Digital Object Identifiers for scientific data sets

Norman Paskin (n.paskin@doi.org)
International DOI Foundation, Linacre House, UK
http://www.doi.org


The Digital Object Identifier (DOI) is a widely used system for identifying content "objects" in the digital environment. DOIs are names assigned to content objects (physical, digital or abstract) such as electronic journal articles, images, and any kind of content. Scientific data sets may be identified by DOIs, and several efforts are now underway in this area.

DOIs provide persistent identification together with current information about the object. The system is managed by the International DOI Foundation (IDF), an open membership consortium including both commercial and non-commercial partners. Several million DOIs have been assigned by DOI Registration Agencies in the US, Australasia, and Europe. DOI is a development of several existing standards notably the Handle resolution system and the indecs Data Dictionary. DOIs can be used for any form of management of data, whether commercial or non-commercial.

The DOI system has several components: a specified numbering syntax, a resolution service (based on the Handle System), a metadata system (based on the indecs Data Dictionary), and procedures for the implementation of DOIs through a federation of Registration Agencies.

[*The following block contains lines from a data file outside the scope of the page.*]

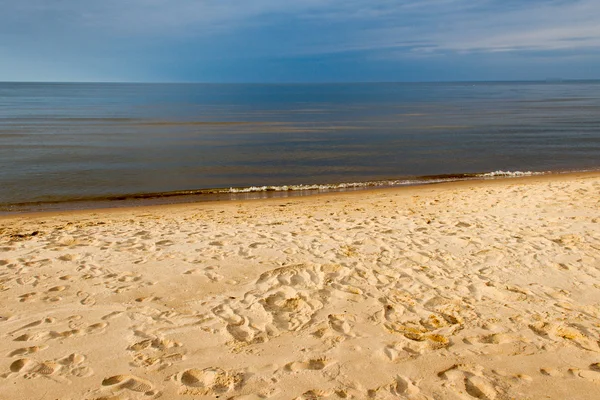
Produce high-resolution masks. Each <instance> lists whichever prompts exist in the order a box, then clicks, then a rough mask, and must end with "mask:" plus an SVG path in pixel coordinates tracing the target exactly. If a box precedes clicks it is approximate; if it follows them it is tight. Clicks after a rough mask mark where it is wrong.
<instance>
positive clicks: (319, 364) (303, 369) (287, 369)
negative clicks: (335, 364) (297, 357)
mask: <svg viewBox="0 0 600 400" xmlns="http://www.w3.org/2000/svg"><path fill="white" fill-rule="evenodd" d="M333 363H334V362H333V361H330V360H328V359H326V358H316V359H313V360H307V361H294V362H291V363H289V364H287V365H286V366H285V369H286V370H287V371H291V372H297V371H320V370H322V369H325V368H327V367H328V366H329V365H331V364H333Z"/></svg>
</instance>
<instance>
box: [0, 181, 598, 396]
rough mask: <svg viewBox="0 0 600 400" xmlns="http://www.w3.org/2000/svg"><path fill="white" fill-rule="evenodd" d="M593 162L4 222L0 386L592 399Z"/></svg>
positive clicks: (36, 392)
mask: <svg viewBox="0 0 600 400" xmlns="http://www.w3.org/2000/svg"><path fill="white" fill-rule="evenodd" d="M599 194H600V173H577V174H569V175H556V176H534V177H524V178H513V179H493V180H483V181H460V182H450V183H442V184H436V185H426V186H413V187H402V188H390V189H376V190H370V191H360V192H350V193H341V194H340V193H327V194H322V195H316V196H308V197H297V198H286V199H267V200H249V201H239V202H215V203H195V204H174V205H160V206H147V207H134V208H129V209H124V208H119V209H99V210H79V211H63V212H58V213H57V212H52V213H37V214H27V215H13V216H10V217H2V218H0V249H1V251H2V253H1V255H0V337H1V338H2V339H3V340H1V341H0V392H2V393H4V396H6V397H7V398H11V399H15V400H27V399H32V398H39V397H40V395H41V394H44V396H47V397H49V398H60V399H65V400H80V399H86V400H107V399H119V400H149V399H169V400H171V399H182V400H183V399H188V398H194V399H199V400H200V399H202V400H204V399H206V400H208V399H215V398H217V397H218V398H223V399H235V400H249V399H270V400H279V399H295V400H312V399H326V400H339V399H354V400H363V399H368V398H371V399H378V400H388V399H389V400H391V399H398V398H406V399H411V400H432V399H438V400H458V399H460V400H477V399H486V400H508V399H515V398H518V399H527V398H529V399H541V398H551V399H563V398H577V399H582V400H593V399H595V398H596V397H597V395H596V394H597V393H598V387H599V385H600V342H598V337H600V323H599V321H600V229H599V226H600V225H599V224H600V203H599V197H598V195H599Z"/></svg>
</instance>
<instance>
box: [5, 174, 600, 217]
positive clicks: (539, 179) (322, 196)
mask: <svg viewBox="0 0 600 400" xmlns="http://www.w3.org/2000/svg"><path fill="white" fill-rule="evenodd" d="M588 177H590V178H593V177H600V170H593V171H575V172H571V171H569V172H548V173H535V174H533V175H526V176H497V177H470V178H465V179H460V180H450V181H443V182H423V183H417V184H408V185H399V186H385V187H361V188H359V189H351V190H341V191H336V190H331V191H323V192H320V191H319V192H309V193H298V192H292V194H289V195H285V194H287V192H283V191H282V192H275V193H278V194H282V196H273V197H263V198H245V199H228V198H224V199H217V200H202V201H191V200H190V201H185V200H184V201H181V202H176V203H166V202H165V203H162V202H161V203H157V204H152V203H149V204H136V205H118V204H117V205H115V204H114V203H112V201H111V200H106V201H98V202H94V204H96V203H98V204H100V203H101V204H104V205H105V206H102V207H94V206H91V207H89V208H88V207H85V208H65V209H54V210H34V211H27V210H25V211H1V212H0V220H3V219H10V218H19V217H33V216H54V215H64V214H85V213H99V212H101V213H104V212H118V211H120V210H121V211H124V212H129V211H134V210H138V211H143V210H144V209H154V208H161V207H173V208H179V207H194V206H199V207H200V206H214V205H225V204H229V205H237V204H239V203H246V202H280V201H309V200H310V199H311V198H319V197H324V196H363V195H368V194H370V193H377V192H379V191H391V192H394V191H419V190H421V189H423V190H425V189H427V188H452V187H454V186H456V187H462V186H471V185H473V186H477V185H496V184H499V185H502V184H505V183H508V182H512V183H518V182H524V183H527V182H535V181H536V180H540V181H546V180H557V181H560V180H563V179H567V180H568V179H573V178H588ZM262 193H268V192H261V194H262ZM251 194H252V193H251ZM117 201H118V200H117ZM139 201H140V203H146V202H148V201H149V199H142V200H139ZM150 201H151V200H150ZM73 203H79V201H74V202H61V203H60V204H73ZM44 204H48V203H44Z"/></svg>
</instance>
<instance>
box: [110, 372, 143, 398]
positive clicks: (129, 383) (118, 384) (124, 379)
mask: <svg viewBox="0 0 600 400" xmlns="http://www.w3.org/2000/svg"><path fill="white" fill-rule="evenodd" d="M102 386H105V387H107V388H109V389H110V390H112V391H116V392H118V391H121V390H130V391H132V392H139V393H148V394H149V395H151V394H153V393H151V392H152V389H153V388H154V386H153V385H152V383H151V382H150V381H147V380H145V379H142V378H138V377H137V376H133V375H115V376H111V377H109V378H105V379H104V380H103V381H102Z"/></svg>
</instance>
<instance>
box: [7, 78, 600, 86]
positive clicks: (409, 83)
mask: <svg viewBox="0 0 600 400" xmlns="http://www.w3.org/2000/svg"><path fill="white" fill-rule="evenodd" d="M591 81H600V78H589V79H570V78H557V77H549V78H545V79H517V80H514V79H506V80H439V81H436V80H431V81H313V82H301V81H281V82H227V81H223V82H203V81H118V80H115V81H93V80H90V81H41V80H40V81H35V80H34V81H17V80H15V81H0V84H4V83H49V84H101V83H103V84H130V85H152V84H156V85H190V84H196V85H347V84H390V83H393V84H423V83H425V84H426V83H561V82H591Z"/></svg>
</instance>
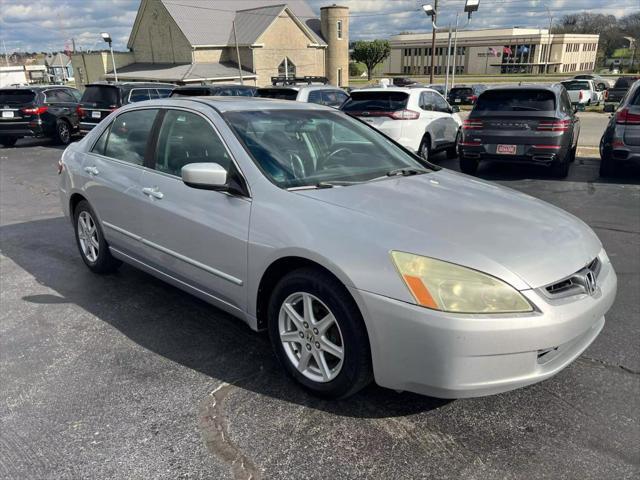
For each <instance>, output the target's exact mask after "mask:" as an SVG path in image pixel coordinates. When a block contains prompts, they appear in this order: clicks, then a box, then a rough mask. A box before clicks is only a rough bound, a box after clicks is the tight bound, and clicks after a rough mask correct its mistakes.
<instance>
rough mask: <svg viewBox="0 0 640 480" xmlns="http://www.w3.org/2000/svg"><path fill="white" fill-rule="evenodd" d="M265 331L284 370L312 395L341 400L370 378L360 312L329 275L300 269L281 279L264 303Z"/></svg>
mask: <svg viewBox="0 0 640 480" xmlns="http://www.w3.org/2000/svg"><path fill="white" fill-rule="evenodd" d="M268 329H269V337H270V339H271V344H272V346H273V349H274V351H275V354H276V356H277V358H278V360H279V361H280V363H281V364H282V366H283V367H284V369H285V370H286V371H287V373H288V374H289V375H290V376H292V377H293V378H294V379H295V380H296V381H298V382H299V383H300V384H302V385H303V386H304V387H305V388H306V389H308V390H310V391H311V392H313V393H314V394H316V395H319V396H323V397H328V398H346V397H348V396H350V395H353V394H354V393H356V392H357V391H359V390H360V389H362V388H363V387H365V386H366V385H367V384H369V383H370V382H371V380H372V378H373V373H372V367H371V351H370V348H369V341H368V335H367V331H366V328H365V326H364V321H363V320H362V316H361V314H360V311H359V309H358V307H357V305H356V304H355V302H354V301H353V299H352V298H351V296H350V295H349V293H348V291H347V290H346V289H345V288H344V286H343V285H342V284H341V283H340V282H339V281H338V280H337V279H336V278H334V277H332V276H331V275H329V274H328V273H325V272H323V271H321V270H316V269H310V268H304V269H300V270H295V271H293V272H291V273H289V274H288V275H286V276H285V277H284V278H282V280H280V282H279V283H278V285H277V286H276V288H275V289H274V291H273V294H272V296H271V299H270V300H269V310H268Z"/></svg>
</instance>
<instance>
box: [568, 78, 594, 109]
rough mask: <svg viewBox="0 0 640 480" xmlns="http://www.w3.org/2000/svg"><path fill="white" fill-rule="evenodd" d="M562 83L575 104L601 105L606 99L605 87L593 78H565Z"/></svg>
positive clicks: (583, 104)
mask: <svg viewBox="0 0 640 480" xmlns="http://www.w3.org/2000/svg"><path fill="white" fill-rule="evenodd" d="M561 83H562V85H564V88H566V89H567V92H569V98H571V103H572V104H574V105H600V102H603V101H604V88H602V87H600V86H598V85H596V82H594V81H593V80H565V81H564V82H561Z"/></svg>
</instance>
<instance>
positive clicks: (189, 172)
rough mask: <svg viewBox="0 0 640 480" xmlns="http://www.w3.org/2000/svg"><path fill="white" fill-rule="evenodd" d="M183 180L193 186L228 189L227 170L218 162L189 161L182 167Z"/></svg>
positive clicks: (188, 186) (182, 175) (209, 188)
mask: <svg viewBox="0 0 640 480" xmlns="http://www.w3.org/2000/svg"><path fill="white" fill-rule="evenodd" d="M182 181H183V182H184V184H185V185H187V186H188V187H191V188H200V189H203V190H217V191H226V190H228V186H227V171H226V170H225V169H224V168H223V167H222V166H221V165H219V164H217V163H189V164H187V165H185V166H184V167H182Z"/></svg>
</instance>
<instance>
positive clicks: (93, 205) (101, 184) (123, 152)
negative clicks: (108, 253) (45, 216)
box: [80, 108, 158, 258]
mask: <svg viewBox="0 0 640 480" xmlns="http://www.w3.org/2000/svg"><path fill="white" fill-rule="evenodd" d="M157 114H158V109H155V108H153V109H141V110H134V111H129V112H125V113H123V114H121V115H118V116H117V117H116V119H115V120H114V121H113V122H112V123H111V125H110V126H109V127H108V128H107V129H106V130H105V131H104V132H103V134H102V135H101V136H100V138H99V139H98V141H97V142H96V144H95V145H94V146H93V147H92V149H91V152H90V154H89V155H88V156H87V159H86V160H85V162H84V164H83V170H82V171H81V172H80V173H81V175H82V176H83V178H84V190H85V194H86V196H87V199H88V200H89V203H90V204H91V206H92V207H93V208H94V210H95V211H96V214H97V215H98V218H99V219H100V222H101V224H102V226H103V231H104V234H105V237H106V238H107V240H108V242H109V243H110V244H111V245H112V246H113V247H115V248H118V249H119V250H121V251H123V252H124V253H126V254H127V255H130V256H133V257H135V258H141V257H145V256H146V255H145V253H144V248H143V245H142V243H141V242H140V235H141V232H142V227H141V225H142V214H143V209H142V206H143V204H144V202H146V200H147V197H146V195H145V194H144V193H143V192H142V186H141V184H140V181H141V176H142V172H143V165H144V159H145V156H146V155H147V149H148V139H149V138H150V136H151V131H152V127H153V124H154V121H155V119H156V116H157Z"/></svg>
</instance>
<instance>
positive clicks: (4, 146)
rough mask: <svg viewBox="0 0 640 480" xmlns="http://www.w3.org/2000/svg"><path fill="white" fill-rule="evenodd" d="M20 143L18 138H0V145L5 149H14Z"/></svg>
mask: <svg viewBox="0 0 640 480" xmlns="http://www.w3.org/2000/svg"><path fill="white" fill-rule="evenodd" d="M17 141H18V139H17V137H0V144H1V145H2V146H3V147H7V148H8V147H13V146H14V145H15V144H16V142H17Z"/></svg>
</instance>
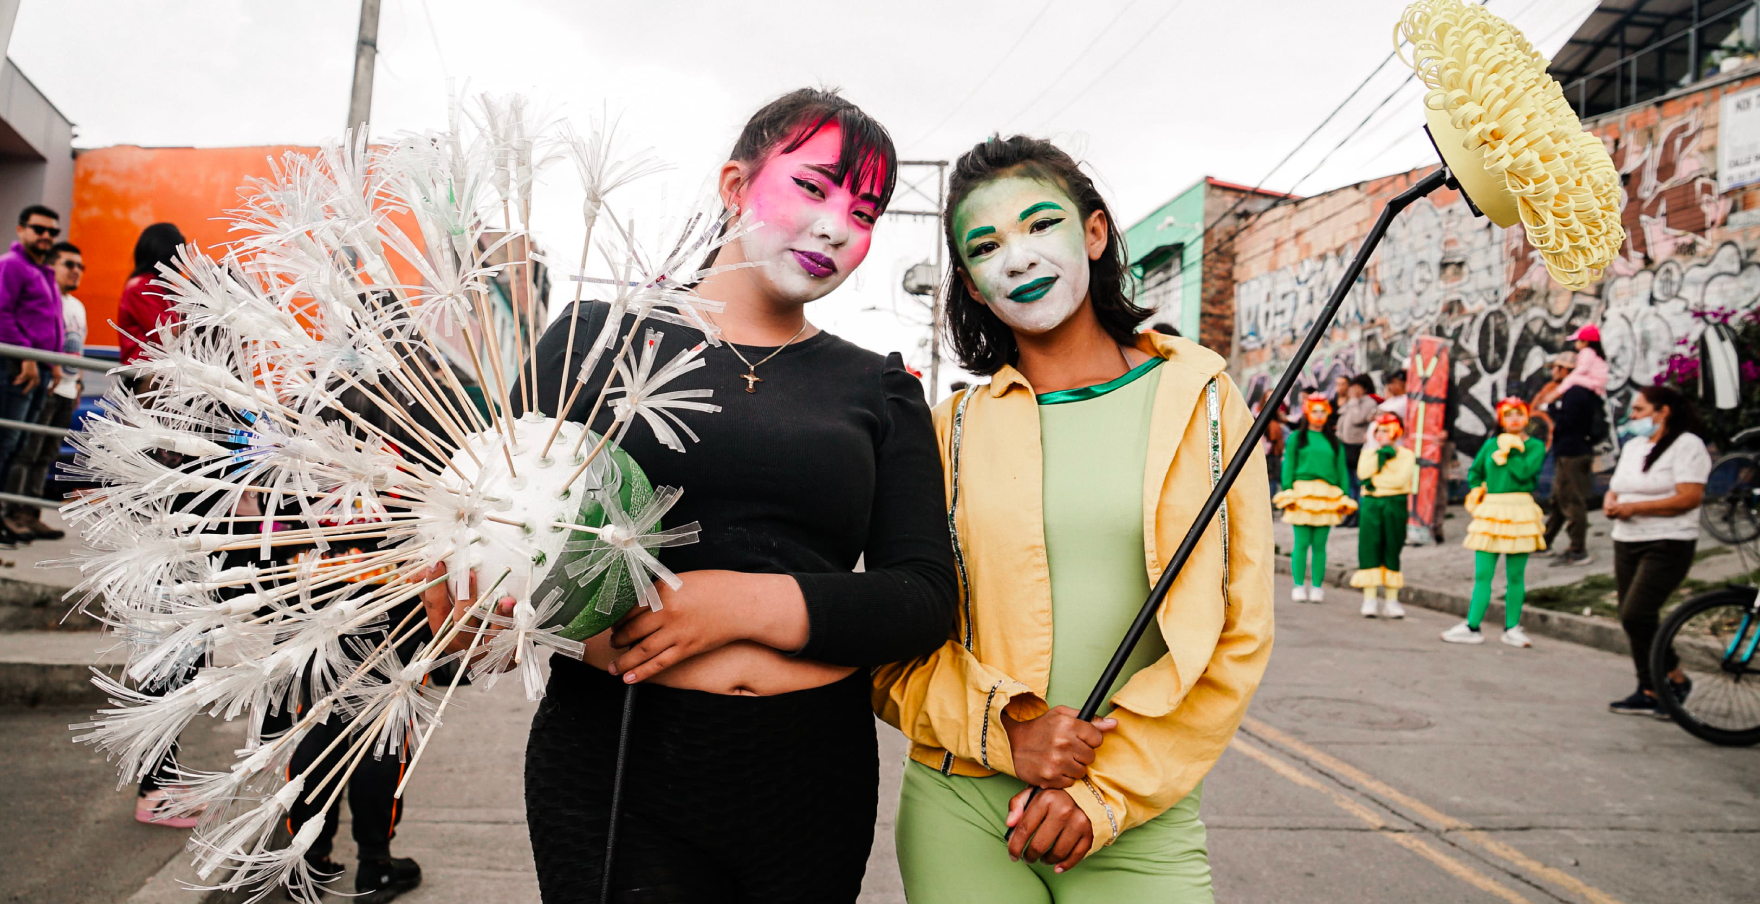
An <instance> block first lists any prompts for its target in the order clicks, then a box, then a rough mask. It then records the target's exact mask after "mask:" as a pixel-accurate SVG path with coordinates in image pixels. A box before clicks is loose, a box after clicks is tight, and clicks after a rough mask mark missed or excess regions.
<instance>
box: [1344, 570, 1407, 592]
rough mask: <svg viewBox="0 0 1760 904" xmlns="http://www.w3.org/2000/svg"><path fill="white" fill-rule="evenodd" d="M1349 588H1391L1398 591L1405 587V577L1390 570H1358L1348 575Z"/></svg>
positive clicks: (1405, 579)
mask: <svg viewBox="0 0 1760 904" xmlns="http://www.w3.org/2000/svg"><path fill="white" fill-rule="evenodd" d="M1350 586H1352V587H1357V589H1362V587H1392V589H1399V587H1404V586H1406V575H1401V573H1399V572H1394V570H1392V568H1385V566H1382V568H1359V570H1357V572H1355V573H1352V575H1350Z"/></svg>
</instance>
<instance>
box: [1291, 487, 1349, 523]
mask: <svg viewBox="0 0 1760 904" xmlns="http://www.w3.org/2000/svg"><path fill="white" fill-rule="evenodd" d="M1271 505H1274V507H1278V508H1281V510H1283V522H1285V524H1302V526H1308V528H1331V526H1334V524H1341V522H1343V521H1345V515H1348V514H1352V512H1355V510H1357V499H1352V498H1350V496H1345V491H1341V489H1338V487H1334V485H1332V484H1327V482H1325V480H1297V482H1295V485H1292V487H1290V489H1287V491H1283V492H1278V494H1276V496H1272V498H1271Z"/></svg>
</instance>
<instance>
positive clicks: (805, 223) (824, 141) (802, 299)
mask: <svg viewBox="0 0 1760 904" xmlns="http://www.w3.org/2000/svg"><path fill="white" fill-rule="evenodd" d="M841 142H843V130H841V128H838V125H836V123H827V125H825V127H824V128H820V130H818V132H817V134H815V135H813V137H810V139H806V142H804V144H801V146H799V148H796V149H792V151H788V153H781V155H776V157H771V158H769V160H767V162H766V164H764V167H762V169H759V171H757V172H755V174H752V178H750V181H748V183H746V186H744V188H743V190H741V193H739V208H741V213H743V215H746V216H750V218H752V222H759V223H764V225H760V227H757V229H755V230H752V232H748V234H746V236H741V237H739V252H741V257H743V259H744V260H748V262H752V264H760V266H762V267H760V273H762V278H764V280H767V281H769V283H771V285H773V287H774V290H776V295H780V297H787V299H796V301H801V303H808V301H815V299H820V297H825V295H827V294H831V290H832V288H838V287H840V285H843V280H848V276H850V273H852V271H854V269H855V267H857V266H859V264H861V262H862V259H864V257H868V244H869V241H873V229H875V218H876V216H878V213H876V211H878V188H876V186H871V185H862V186H854V190H852V186H848V185H838V183H834V181H832V179H831V176H829V174H831V172H834V171H836V167H838V153H840V151H841ZM845 181H847V183H852V181H854V178H848V179H845Z"/></svg>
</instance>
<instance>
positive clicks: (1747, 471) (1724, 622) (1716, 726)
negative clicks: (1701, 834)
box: [1651, 429, 1760, 747]
mask: <svg viewBox="0 0 1760 904" xmlns="http://www.w3.org/2000/svg"><path fill="white" fill-rule="evenodd" d="M1756 441H1760V429H1748V431H1742V433H1739V434H1735V438H1734V440H1732V443H1730V445H1732V447H1737V448H1742V450H1741V452H1732V454H1727V456H1723V457H1720V459H1718V461H1716V463H1714V464H1712V468H1711V475H1709V477H1707V478H1705V501H1704V503H1702V508H1700V515H1698V517H1700V524H1702V526H1704V528H1705V531H1707V533H1711V535H1712V536H1716V538H1718V540H1721V542H1725V543H1730V545H1734V547H1735V552H1737V556H1741V561H1742V572H1744V573H1746V575H1753V568H1751V566H1749V565H1751V561H1753V559H1760V456H1756V454H1755V452H1753V450H1751V448H1753V447H1755V445H1756ZM1744 447H1746V448H1744ZM1756 652H1760V587H1755V586H1753V584H1742V582H1732V584H1727V586H1723V587H1718V589H1714V591H1709V593H1702V594H1698V596H1693V598H1691V600H1688V601H1684V603H1681V605H1679V607H1676V610H1674V612H1670V614H1668V617H1667V619H1665V621H1663V623H1661V628H1660V630H1658V631H1656V642H1654V644H1651V674H1653V675H1667V674H1670V672H1674V670H1676V668H1679V670H1681V672H1684V674H1686V677H1688V679H1690V682H1686V684H1683V686H1684V688H1686V693H1684V695H1679V696H1677V691H1679V688H1677V686H1676V682H1672V681H1656V700H1658V702H1660V704H1661V709H1663V712H1667V714H1668V716H1672V718H1674V721H1676V725H1679V726H1681V728H1684V730H1686V732H1688V733H1691V735H1695V737H1698V739H1704V740H1709V742H1712V744H1721V746H1732V747H1748V746H1753V744H1760V663H1756V661H1755V658H1756Z"/></svg>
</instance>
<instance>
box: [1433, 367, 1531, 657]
mask: <svg viewBox="0 0 1760 904" xmlns="http://www.w3.org/2000/svg"><path fill="white" fill-rule="evenodd" d="M1498 424H1500V426H1501V427H1503V433H1501V434H1498V436H1496V438H1492V440H1485V445H1482V447H1478V456H1473V466H1471V468H1470V470H1468V471H1466V482H1468V485H1471V489H1470V491H1468V494H1466V510H1468V512H1470V514H1471V515H1473V522H1471V524H1470V526H1468V528H1466V540H1464V542H1463V543H1461V545H1464V547H1466V549H1471V550H1473V603H1471V607H1470V609H1468V610H1466V621H1463V623H1461V624H1456V626H1454V628H1448V630H1447V631H1443V633H1441V638H1443V640H1447V642H1450V644H1484V642H1485V635H1482V633H1478V623H1480V621H1484V617H1485V609H1487V607H1489V605H1491V579H1492V575H1494V573H1496V570H1498V556H1500V554H1501V556H1505V566H1503V577H1505V580H1507V582H1508V593H1505V598H1503V642H1505V644H1508V645H1512V647H1531V645H1533V642H1531V640H1528V633H1526V631H1522V626H1521V621H1522V600H1526V596H1528V579H1526V577H1528V575H1526V572H1528V554H1529V552H1536V550H1542V549H1545V515H1544V514H1542V512H1540V505H1536V503H1535V498H1533V491H1535V484H1538V478H1540V464H1542V463H1545V443H1542V441H1540V440H1535V438H1533V436H1528V433H1526V429H1528V403H1526V401H1522V399H1517V397H1514V396H1510V397H1507V399H1503V401H1500V403H1498Z"/></svg>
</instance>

The Handle system implementation in DOI has been supplemented by expanded technical infrastructure and features specific to DOI applications. Handle multiple resolution allows one entity to be resolved to multiple other entities; it can therefore be used to embody e.g. a parent-children relationship, or any other relationship, and is therefore suitable for describing relationships of data sets. Handle per se (deliberately) has no pre-existing constraints to define a framework to express relationships (analogy: spreadsheet software ): DOI is an application of Handle which adds this constraint for a specific purpose of content management (analogy: a spreadsheet application). In DOI the constraints are metadata defining the entities, using a semantically interoperable data dictionary. The IDF is the Registration Authority for one such Dictionary, the ISO/IEC MPEG-21 Rights Data Dictionary, and the developer of a wider indecs Data Dictionary which includes this; a data dictionary enables one to express relationships.

Any existing numbering schemes, and any existing metadata schemes, that provide an accepted numbering or descriptive syntax for a particular community or area of interest (formal ISO standards or accepted community practice) can be used within the DOI System.

The presentation will outline the rationale for the DOI System, its application in current scientific data set activity, and future possibilities.